Cassinia heleniae

Scientific classification
- Kingdom: Plantae
- Clade: Tracheophytes
- Clade: Angiosperms
- Clade: Eudicots
- Clade: Asterids
- Order: Asterales
- Family: Asteraceae
- Genus: Cassinia
- Species: C. heleniae
- Binomial name: Cassinia heleniae Orchard

= Cassinia heleniae =

- Genus: Cassinia
- Species: heleniae
- Authority: Orchard

Species of flowering plant

Cassinia heleniae is a species of flowering plant in the family Asteraceae and is endemic to a small area in northern New South Wales. It is a shrub with a few sticky stems, sticky needle-shaped leaves and flower heads arranged in a rounded to flat-topped cyme.

==Description==
Cassinia heleniae is a shrub that typically grows to a height of 1.0–1.5 m with its few stems sticky from its glandular hairs.
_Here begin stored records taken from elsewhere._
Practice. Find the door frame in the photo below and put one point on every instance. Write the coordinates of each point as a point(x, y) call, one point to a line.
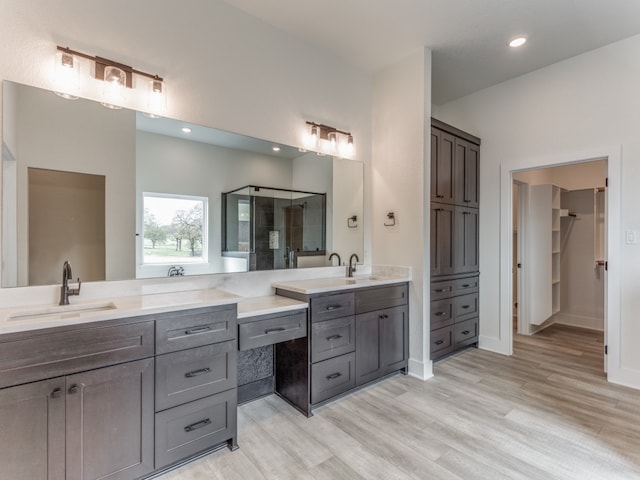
point(613, 155)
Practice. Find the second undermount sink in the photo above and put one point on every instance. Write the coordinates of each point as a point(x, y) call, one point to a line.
point(61, 311)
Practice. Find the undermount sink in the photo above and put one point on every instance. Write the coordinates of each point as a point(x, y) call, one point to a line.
point(61, 311)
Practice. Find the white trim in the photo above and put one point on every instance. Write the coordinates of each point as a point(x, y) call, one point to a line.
point(613, 154)
point(421, 370)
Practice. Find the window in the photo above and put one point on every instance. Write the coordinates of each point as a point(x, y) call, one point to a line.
point(174, 229)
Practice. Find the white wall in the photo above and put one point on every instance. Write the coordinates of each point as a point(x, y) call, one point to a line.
point(223, 68)
point(401, 185)
point(581, 108)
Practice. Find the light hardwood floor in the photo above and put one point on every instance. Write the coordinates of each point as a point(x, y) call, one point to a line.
point(547, 412)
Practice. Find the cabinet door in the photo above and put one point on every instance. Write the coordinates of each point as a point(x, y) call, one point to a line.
point(367, 347)
point(442, 166)
point(394, 339)
point(466, 169)
point(442, 251)
point(466, 252)
point(110, 422)
point(32, 431)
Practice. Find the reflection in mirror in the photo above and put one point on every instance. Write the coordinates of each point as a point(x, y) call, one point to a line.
point(138, 157)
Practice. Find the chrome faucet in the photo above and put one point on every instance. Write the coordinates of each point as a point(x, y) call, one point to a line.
point(65, 291)
point(352, 266)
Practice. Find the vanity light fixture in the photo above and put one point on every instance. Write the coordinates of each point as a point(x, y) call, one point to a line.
point(116, 76)
point(327, 140)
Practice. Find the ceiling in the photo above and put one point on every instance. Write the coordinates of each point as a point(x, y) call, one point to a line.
point(467, 37)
The leaves are also sticky, cylindrical, 9–25 mm long and 0.6–0.9 mm wide. The lower surface of the leaves is densely covered with cottony hairs. The flower heads are arranged in round to flat-topped cymes, each head with five to seven white florets surrounded by papery involucral bracts. The achenes are olive brown with a bristly pappus of 19 to 25 bristles.

==Taxonomy and naming==
Cassinia heleniae was first formally described in 2005 by Anthony Edward Orchard in Australian Systematic Botany from specimens he collected in Torrington State Park in 2004. The specific epithet (heleniae) honours Helen Thompson of the Australian Biological Resources Study.

==Distribution and habitat==
This species of Cassinia is only known from the area around Torrington where it grows in forest in soils derived from granite.